Apesar de julgar ser esta a melhor opção de trabalho, o enfoque maior ainda será a apresentação e o debate das ideias do filósofo francês. Para iniciar, vou comentar sobre as definições que foram propostas na introdução e no primeiro capítulo do livro, "As tecnologias têm um impacto?".

Nos vídeos apresentados no post anterior, podemos constatar a defesa de vários conceitos que fundamentam os pensamentos do autor. Por exemplo, ao responder uma pergunta em entrevista ao Roda Viva, ele praticamente reproduziu uma ideia que é exposta na introdução de Cibercultura, comparando a passagem do dilúvio de Noé ao que chamou de segundo dilúvio, o informacional. "Na aurora do dilúvio informacional, talvez uma meditação sobre o dilúvio bíblico possa nos ajudar a compreender melhor os novos tempos". Assim como no livro, neste primeiro vídeo podemos vê-lo descrever a impossibilidade de tentar formar uma nova "arca" com uma seleção que represente o todo, uma vez que o todo está – e continuará – sofrendo transformações constantes e aceleradas devido aos efeitos da cibercultura e, ainda como é mostrado no primeiro capítulo, graças as condições propiciadas pelos avanços tecnológicos, principalmente no ciberespaço.


Vídeo "As Leis da Cibercultura", de Rozane Suzart Gesteira

Essas mudanças constantes na sociedade, na comunicação, na cultura, na produção do sentido, na produção artística, por sua vez, não são determinadas por "impactos" gerados pelas novas tecnologias, mas sim, são "condicionadas" por meio delas. Primeiramente, Lévy faz oposição sobre essa linha de pensamento: "[...] fala-se muitas vezes no 'impacto' das novas tecnologias da informação sobre a sociedade ou a cultura. A tecnologia seria algo comparável a um projétil [...] e a cultura ou a sociedade a um alvo vivo... Esta metáfora bélica é criticável em vários sentidos". Posteriormente, ele propõe que as tecnologias da informação – e da comunicação – são resultados das intervenções sociais e culturais. "Defendo, ao contrário, que a técnica é um ângulo de análise dos sistemas sócio-técnicos globais, um ponto de vista que enfatiza a parte material e artificial dos fenômenos humanos, e não uma entidade real, que existiria independente do resto, que teria efeitos distintos e agiria por vontade própria. [...] Por trás das técnicas agem e reagem idéias, projetos sociais, utopias, interesses econômicos, estratégias de poder, toda a gama dos jogos dos homens em sociedade".

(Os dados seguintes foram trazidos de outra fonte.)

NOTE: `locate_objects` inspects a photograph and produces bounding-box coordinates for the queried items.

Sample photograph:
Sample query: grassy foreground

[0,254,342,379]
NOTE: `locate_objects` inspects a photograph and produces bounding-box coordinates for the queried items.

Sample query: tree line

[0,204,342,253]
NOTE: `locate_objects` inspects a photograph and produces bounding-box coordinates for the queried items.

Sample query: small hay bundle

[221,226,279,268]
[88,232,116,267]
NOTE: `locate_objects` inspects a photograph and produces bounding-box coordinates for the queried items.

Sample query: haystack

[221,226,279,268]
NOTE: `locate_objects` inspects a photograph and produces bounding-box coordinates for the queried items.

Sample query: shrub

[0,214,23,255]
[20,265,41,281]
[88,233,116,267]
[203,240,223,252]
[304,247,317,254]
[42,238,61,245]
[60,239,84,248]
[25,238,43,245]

Para concluir o primeiro capítulo, Lévy explica a grande influência da variável aceleração em causar a sensação de impacto – de estranheza – "[...] quanto mais rápida é a alteração técnica, mais nos parece vir do exterior" – e, também, juntamente com o ciberespaço e todos os avanços nas tecnologias digitais, a sua importância para estimular a inteligência coletiva e a cibercultura. "Devido ao seu aspecto participativo, socializante, descompartimentalizante, emancipador, a inteligência coletiva proposta pela cibercultura constitui um dos melhores remédios para o ritmo desestabilizante, por vezes excludente, da mutação técnica. Mas, neste mesmo movimento, a inteligência coletiva trabalha ativamente para a aceleração dessa mutação".

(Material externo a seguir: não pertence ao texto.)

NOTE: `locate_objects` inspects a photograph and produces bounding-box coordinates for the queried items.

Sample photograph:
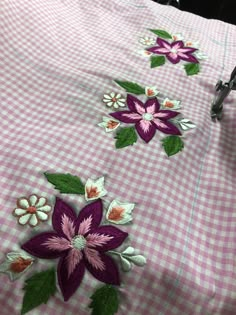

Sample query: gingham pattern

[1,0,236,314]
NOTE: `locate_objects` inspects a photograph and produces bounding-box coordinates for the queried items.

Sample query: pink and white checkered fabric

[1,0,236,314]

Para finalizar este segundo texto sobre o livro "Cibercultura", podemos concluir que, para Pierre Lévy, as ambições sociais e culturais são os motores para o fortalecimento e desenvolvimento da cibercultura. Portanto, todas as tecnologias, técnicas, e artifícios físicos – materiais – que estão ligados à ela, como a informática, o ciberespaço, a internet, as novas mídias sociais, entre outros, são frutos – consequência – dessas ambições, e não o contrário, imposições de "entidades exteriores".